On Marginal Likelihood and Cross-Validation
Here's a paper someone has pointed me to, along the lines of "everything that works, works because it's Bayesian":
- Edwin Fong, Chris Holmes (2019) On the marginal likelihood and cross-validation
I found this paper to be lacking on the accessibility front, mostly owing to the fact that it is a mixture of two somewhat related but separate things:
- (A) a simple-in-hindsight and cool observation about the relationship between marginal likelihoods and cross validation which I will present in this post, and
- (B) a somewhat tangential sidetrack about a generalized form of Bayesian inference and prequential analysis which I think is mostly there to advertise an otherwise interesting line of research Chris Holmes and colleagues have been working on for some time. The advertising worked for sure, as I found the underlying paper (Bissiri et al, 2016) quite interesting as well. I will leave discussing that to a different post, maybe next week.

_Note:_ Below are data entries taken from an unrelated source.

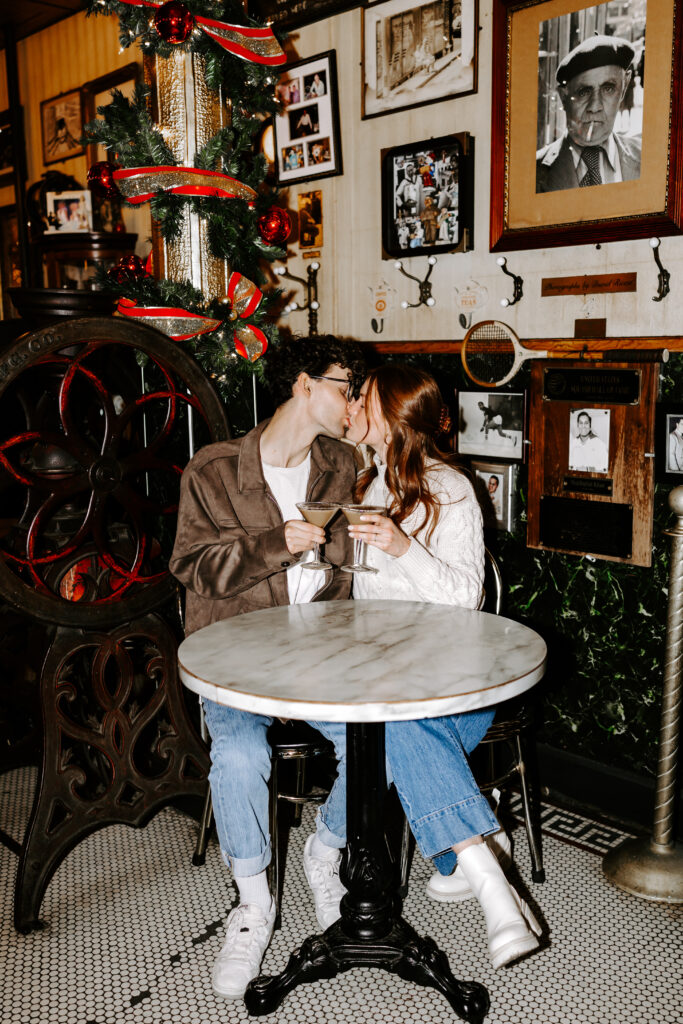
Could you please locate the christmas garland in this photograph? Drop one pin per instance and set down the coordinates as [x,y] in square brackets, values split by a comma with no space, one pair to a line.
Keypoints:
[224,185]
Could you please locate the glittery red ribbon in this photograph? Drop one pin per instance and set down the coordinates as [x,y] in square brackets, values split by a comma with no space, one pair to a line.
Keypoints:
[138,184]
[177,324]
[255,45]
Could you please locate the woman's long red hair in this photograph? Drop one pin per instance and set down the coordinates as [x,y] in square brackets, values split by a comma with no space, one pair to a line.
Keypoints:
[413,407]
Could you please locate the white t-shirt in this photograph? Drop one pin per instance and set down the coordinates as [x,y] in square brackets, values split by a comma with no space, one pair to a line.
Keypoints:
[289,485]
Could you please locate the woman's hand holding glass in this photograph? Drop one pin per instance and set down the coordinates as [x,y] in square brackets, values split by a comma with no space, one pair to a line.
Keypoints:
[380,531]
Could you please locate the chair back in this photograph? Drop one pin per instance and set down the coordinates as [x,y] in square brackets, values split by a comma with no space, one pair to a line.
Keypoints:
[493,584]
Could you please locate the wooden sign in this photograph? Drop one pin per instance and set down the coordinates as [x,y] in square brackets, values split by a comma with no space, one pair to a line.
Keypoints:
[590,285]
[591,481]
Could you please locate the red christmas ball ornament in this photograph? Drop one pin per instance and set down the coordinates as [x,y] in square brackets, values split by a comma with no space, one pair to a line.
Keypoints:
[274,226]
[128,268]
[100,179]
[173,23]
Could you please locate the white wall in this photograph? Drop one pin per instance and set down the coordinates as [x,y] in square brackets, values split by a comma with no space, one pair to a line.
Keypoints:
[351,252]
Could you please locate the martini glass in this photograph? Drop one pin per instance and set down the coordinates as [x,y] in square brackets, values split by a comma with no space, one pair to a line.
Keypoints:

The marginal likelihood and cross-validation
To discuss the connection between marginal likelihoods to (Bayesian) cross validation, let's first define what is what.
The marginal likelihood
First of all, we are in the world of exchangeable data, assuming we model a sequence of observations $x_1,\ldots,x_N$ by a probabilistic model which renders them conditionally independent given some global parameter $\theta$. Our model is thus specified by the observation model p(x\vert \theta) and prior $p(\theta)$. The marginal likelhiood is the probability mass this model assigns to a given sequence of observations:
$$
p(x_1,\ldots,x_N) = \int \prod p(x_i \vert \theta) p(\theta) d\theta
$$
Important for the discussion of its connection with cross-validation, the marginal likelhihood, like any multivariate distribution, can be decomposed by the chain rule:
$$
p(x_1,\ldots,x_N) = p(x_1)\prod_{n=1}^{N-1}p(x_{n+1}\vert x_1,\ldots, x_{n})
$$
And, of course, a similar decomposition exists for any arbitrary ordering of the observations $x_n$.
Cross-validation
Another related quantity is a single-fold leave-$P$-out cross-validation. Here, we set the last $P \leq N$ observations aside, fit our model to the first $N-P$ observations, and then we calculate the average predictive log loss on the held-out pounts. This can be written as:
$$
- \sum_{p=1}^{P} \log p(x_{N-p+1}\vert x_1, \ldots, x_{N-P})
$$
Importantly, here, we assume that we perform Bayesian cross-validation of the model. I.e. in this formula, the parameter $\theta$ is integrated out. In fact what we're looking at is:
$$
- \sum_{p=1}^{P} \log \int p(x_{N-P+1}\vert \theta) p(\theta \vert x_1, \ldots, x_{N-P}) d\theta
$$
Now of course, we could leave any other subset of size $P$ of the observations out. If we repeat this process $K$ times with a uniform random subset of datapoints left out each time, and average the results over the $K$ trials, we have $K$-fold leave-$P$-out cross validation. If $K$ is large enough, we might be trying all possible subsets of $P$ with the same probability. I will cheesily call this $\infty$-fold cross-validation. Mathematically, $\infty$-fold leave-$P$-out Bayesian cross-validation is the following quantity:
$$
- \frac{1}{N \choose P} \sum_{\substack{S⊂\{1\ldots N\}\\|S|=P}} \sum_{i \in S} \log p(x_i\vert x_j : j \notin S),
$$
which is Eqn (10) in the paper with slightly different notation.
The connection
The connection I think is best illustrated in the following way. Let's consider three observations, and all the possible ways we can permute them. There are $3(3+1)/2 = 6$ different permutations. For each of these permutations we can decompose the marginal likelihood as a product of conditionals, or equivalently we can write the log marginal likelihood as a sum of logs of the same conditionals. Let's arrange these log conditionals into a table as follows:
Each column corresponds to a different ordering of variables, and summing up the terms in each column gives the log marginal likelihood. So, the sum of all the terms in this matrix gives the marginal likelihood times 6 (as there are 6 columns). In general it gives $N(N+1)/2$ times the marginal likelihood for $N$ observations. Now look at the sums of the terms in each row. The first row is full of terms you'd see in leave-$3$-out cross validation (which doesn't make too much sense with $3$ observations). In the second row, you see terms for leave-2-out CV. Third row corresponds to leave-1-out CV. So, if you do some careful combinatorics (homework) and count how many duplicate terms you'll find in each row, one can conclude that the sum of leave-K-out $\infty$-fold Bayesian cross-validation errors for all values of $K$ gives you the log marginal likelihood times a constant. Which is the main point of the paper.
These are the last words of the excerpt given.